A decision was made to leave everything in place until further research could occur. The second team were on their way back when they too dropped dead.
Six days later, beautiful flowers bloomed amidst the remains. Metallic purple, glacier blue, blood red, snow white. Petals arranged around pistils that resembled jade green compound eyes, with no visible stamens.
Five days after that, the petals drifted down and shattered. The compound ‘eyes’ were revealed to be shells, from which golden worms hatched. Those asymmetrical horrors opened rings of glossy black eyes and wriggled toward the exit. People were still panicking when Sarah Jackson noticed they were dying while ascending the rock surround. They shrivelled as they went, falling apart while struggling up the slope to escape. The pieces rolled back and sank into the pale earth.

Nineteen years later, Sarah stands next to me as we watch another batch of worms die.

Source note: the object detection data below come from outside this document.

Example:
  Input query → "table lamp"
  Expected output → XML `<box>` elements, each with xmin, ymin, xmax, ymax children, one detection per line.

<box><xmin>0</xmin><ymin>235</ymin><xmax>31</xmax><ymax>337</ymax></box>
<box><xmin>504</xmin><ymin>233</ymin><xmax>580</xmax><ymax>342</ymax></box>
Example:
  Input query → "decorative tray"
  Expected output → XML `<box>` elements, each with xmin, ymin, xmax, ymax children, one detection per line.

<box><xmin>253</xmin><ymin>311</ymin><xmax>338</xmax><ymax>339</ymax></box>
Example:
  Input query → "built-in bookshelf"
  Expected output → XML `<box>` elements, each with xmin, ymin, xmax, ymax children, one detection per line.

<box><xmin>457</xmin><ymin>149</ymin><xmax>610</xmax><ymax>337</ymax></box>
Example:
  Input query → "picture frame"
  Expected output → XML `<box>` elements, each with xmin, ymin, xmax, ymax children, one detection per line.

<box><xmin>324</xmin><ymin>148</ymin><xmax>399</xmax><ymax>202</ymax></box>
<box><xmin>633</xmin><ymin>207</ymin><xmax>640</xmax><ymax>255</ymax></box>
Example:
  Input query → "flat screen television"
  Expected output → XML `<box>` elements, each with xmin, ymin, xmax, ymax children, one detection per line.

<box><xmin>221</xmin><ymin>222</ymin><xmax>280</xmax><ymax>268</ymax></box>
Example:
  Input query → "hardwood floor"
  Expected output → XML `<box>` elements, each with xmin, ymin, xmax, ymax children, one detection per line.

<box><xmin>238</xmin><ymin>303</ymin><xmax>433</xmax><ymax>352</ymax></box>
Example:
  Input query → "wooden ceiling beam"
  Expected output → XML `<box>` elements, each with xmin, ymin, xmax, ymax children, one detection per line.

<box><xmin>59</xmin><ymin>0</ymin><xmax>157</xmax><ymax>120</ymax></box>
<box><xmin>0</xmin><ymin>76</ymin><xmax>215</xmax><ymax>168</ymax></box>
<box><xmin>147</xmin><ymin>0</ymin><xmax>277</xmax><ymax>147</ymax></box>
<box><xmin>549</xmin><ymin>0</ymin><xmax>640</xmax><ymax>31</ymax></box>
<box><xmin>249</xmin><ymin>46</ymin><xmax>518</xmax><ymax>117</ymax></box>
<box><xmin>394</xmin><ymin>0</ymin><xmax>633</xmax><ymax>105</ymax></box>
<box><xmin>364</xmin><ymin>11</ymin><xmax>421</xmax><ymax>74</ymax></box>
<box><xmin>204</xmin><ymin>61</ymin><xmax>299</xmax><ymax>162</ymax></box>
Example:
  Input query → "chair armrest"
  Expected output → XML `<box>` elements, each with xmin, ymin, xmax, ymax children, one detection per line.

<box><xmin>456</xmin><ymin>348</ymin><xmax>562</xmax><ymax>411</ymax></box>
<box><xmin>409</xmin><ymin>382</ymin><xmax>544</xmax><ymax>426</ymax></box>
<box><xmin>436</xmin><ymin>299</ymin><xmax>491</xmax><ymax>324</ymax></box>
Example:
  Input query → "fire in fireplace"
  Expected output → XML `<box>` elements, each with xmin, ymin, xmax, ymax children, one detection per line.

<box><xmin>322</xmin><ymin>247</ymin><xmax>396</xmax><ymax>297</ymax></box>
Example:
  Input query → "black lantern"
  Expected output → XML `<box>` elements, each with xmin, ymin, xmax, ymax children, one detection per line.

“So the amount of material only affects the number of worms, not their size?”
She nods.
“The worms are all the same length, give or take a millimetre or two. None of them are more than two centimetres wide. A hundred kilos of animate organics will create twenty. A hundred kilos of inanimate organics, four. Blooming and hatching periods never change. The grass never exceeds eight centimetres in height, and is shorter toward the edges of the container.”
“Container?”
“We’ve monitored this thing for nearly two decades. The room is precisely designed to keep it alive, but nearly dormant: dependant on prey wandering in. The rock surround emits radiation whenever living material comes into direct contact. The worms are killed by a gamma burst that never goes further than thirty millimetres from the rock.
“This whole edifice is largely impervious to penetrative scanning. What we’ve found is baffling: indications that the interior of the rock sometimes exhibits liquid properties. Scanning the grass reveals a hemisphere of living material, flat side about five centimetres below the surface. It’s nearly fills the container. All gaps between hemisphere and rock are filled with the same dirt the grass grows from.”
She turns to look at me, gesturing in the direction of the room.
“This place was designed to keep the hatchery alive, but to never allow the hatchlings out.”
“You’re trying to find out why whoever built this place didn’t just kill the thing, and you don’t believe any of the ‘religious cult’ or similar theories?”
Sarah nods.
“Welcome aboard. We could be at this for a very long time.”